Here's the result of running your code in Ipython. Note that result is a (2,0) array, 2 rows, 0 columns, 0 elements. The append produces a (2,) array. result[0] is (0,) array. Your error message has to do with trying to assign that 2 item array into a size 0 slot. Since result is dtype=float64, only scalars can be assigned to its elements.

In [65]: result=np.asarray([np.asarray([]),np.asarray([])])

In [66]: result
Out[66]: array([], shape=(2, 0), dtype=float64)

In [67]: result[0]
Out[67]: array([], dtype=float64)

In [68]: np.append(result[0],[1,2])
Out[68]: array([ 1.,  2.])

np.array is not a Python list. All elements of an array are the same type (as specified by the dtype). Notice also that result is not an array of arrays.

Result could also have been built as

ll = [[],[]]
result = np.array(ll)

while

ll[0] = [1,2]
# ll = [[1,2],[]]

the same is not true for result.

np.zeros((2,0)) also produces your result.

Actually there's another quirk to result.

result[0] = 1

does not change the values of result. It accepts the assignment, but since it has 0 columns, there is no place to put the 1. This assignment would work in result was created as np.zeros((2,1)). But that still can't accept a list.

But if result has 2 columns, then you can assign a 2 element list to one of its rows.

result = np.zeros((2,2))
result[0] # == [0,0]
result[0] = [1,2]

What exactly do you want result to look like after the append operation?

I might understand the question incorrectly, but if you want to declare an array of a certain shape but with nothing inside, the following might be helpful:

Initialise empty array:

>>> a = np.array([]).reshape(0,3)
>>> a
array([], shape=(0, 3), dtype=float64)

Now you can use this array to append rows of similar shape to it.

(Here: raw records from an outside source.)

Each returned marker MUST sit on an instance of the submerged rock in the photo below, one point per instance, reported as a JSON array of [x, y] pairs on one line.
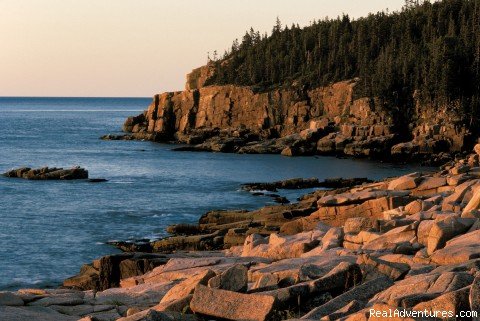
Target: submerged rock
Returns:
[[46, 173]]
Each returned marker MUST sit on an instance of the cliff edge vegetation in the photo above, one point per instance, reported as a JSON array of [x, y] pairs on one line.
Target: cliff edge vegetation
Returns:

Remember that a numpy array is immutable, so a new array is created for each iteration:

>>> for i in range(3):
...     a = np.vstack([a, [i,i,i]])
...
>>> a
array([[ 0.,  0.,  0.],
       [ 1.,  1.,  1.],
       [ 2.,  2.,  2.]])

np.vstack and np.hstack is the most common method for combining numpy arrays, but coming from Matlab I prefer np.r_ and np.c_:

Concatenate 1d:

>>> a = np.array([])
>>> for i in range(3):
...     a = np.r_[a, [i, i, i]]
...
>>> a
array([ 0.,  0.,  0.,  1.,  1.,  1.,  2.,  2.,  2.])

Concatenate rows:

>>> a = np.array([]).reshape(0,3)
>>> for i in range(3):
...     a = np.r_[a, [[i,i,i]]]
...
>>> a
array([[ 0.,  0.,  0.],
       [ 1.,  1.,  1.],
       [ 2.,  2.,  2.]])

Concatenate columns:

>>> a = np.array([]).reshape(3,0)
>>> for i in range(3):
...     a = np.c_[a, [[i],[i],[i]]]
...
>>> a
array([[ 0.,  1.,  2.],
       [ 0.,  1.,  2.],
       [ 0.,  1.,  2.]])

This error arise from the fact that you are trying to define an object of shape (0,) as an object of shape (2,). If you append what you want without forcing it to be equal to result[0] there is no any issue:

b = np.append([result[0]], [1,2])

But when you define result[0] = b you are equating objects of different shapes, and you can not do this. What are you trying to do?

numpy.append is pretty different from list.append in python. I know that's thrown off a few programers new to numpy. numpy.append is more like concatenate, it makes a new array and fills it with the values from the old array and the new value(s) to be appended. For example:

import numpy

old = numpy.array([1, 2, 3, 4])
new = numpy.append(old, 5)
print old
# [1, 2, 3, 4]
print new
# [1, 2, 3, 4, 5]
new = numpy.append(new, [6, 7])
print new
# [1, 2, 3, 4, 5, 6, 7]

I think you might be able to achieve your goal by doing something like:

result = numpy.zeros((10,))
result[0:2] = [1, 2]

# Or
result = numpy.zeros((10, 2))
result[0, :] = [1, 2]

Update:

If you need to create a numpy array using loop, and you don't know ahead of time what the final size of the array will be, you can do something like:

import numpy as np

a = np.array([0., 1.])
b = np.array([2., 3.])

temp = []
while True:
    rnd = random.randint(0, 100)
    if rnd > 50:
        temp.append(a)
    else:
        temp.append(b)
    if rnd == 0:
         break

 result = np.array(temp)

In my example result will be an (N, 2) array, where N is the number of times the loop ran, but obviously you can adjust it to your needs.

new update

The error you're seeing has nothing to do with types, it has to do with the shape of the numpy arrays you're trying to concatenate. If you do np.append(a, b) the shapes of a and b need to match. If you append an (2, n) and (n,) you'll get a (3, n) array. Your code is trying to append a (1, 0) to a (2,). Those shapes don't match so you get an error.

numpy.append always copies the array before appending the new values. Your code is equivalent to the following:

import numpy as np
result = np.zeros((2,0))
new_result = np.append([result[0]],[1,2])
result[0] = new_result # ERROR: has shape (2,0), new_result has shape (2,)

Perhaps you mean to do this?

import numpy as np
result = np.zeros((2,0))
result = np.append([result[0]],[1,2])

SO thread 'Multiply two arrays element wise, where one of the arrays has arrays as elements' has an example of constructing an array from arrays. If the subarrays are the same size, numpy makes a 2d array. But if they differ in length, it makes an array with dtype=object, and the subarrays retain their identity.

Following that, you could do something like this:

In [5]: result=np.array([np.zeros((1)),np.zeros((2))])

In [6]: result
Out[6]: array([array([ 0.]), array([ 0.,  0.])], dtype=object)

In [7]: np.append([result[0]],[1,2])
Out[7]: array([ 0.,  1.,  2.])

In [8]: result[0]
Out[8]: array([ 0.])

In [9]: result[0]=np.append([result[0]],[1,2])

In [10]: result
Out[10]: array([array([ 0.,  1.,  2.]), array([ 0.,  0.])], dtype=object)

However, I don't offhand see what advantages this has over a pure Python list or lists. It does not work like a 2d array. For example I have to use result[0][1], not result[0,1]. If the subarrays are all the same length, I have to use np.array(result.tolist()) to produce a 2d array.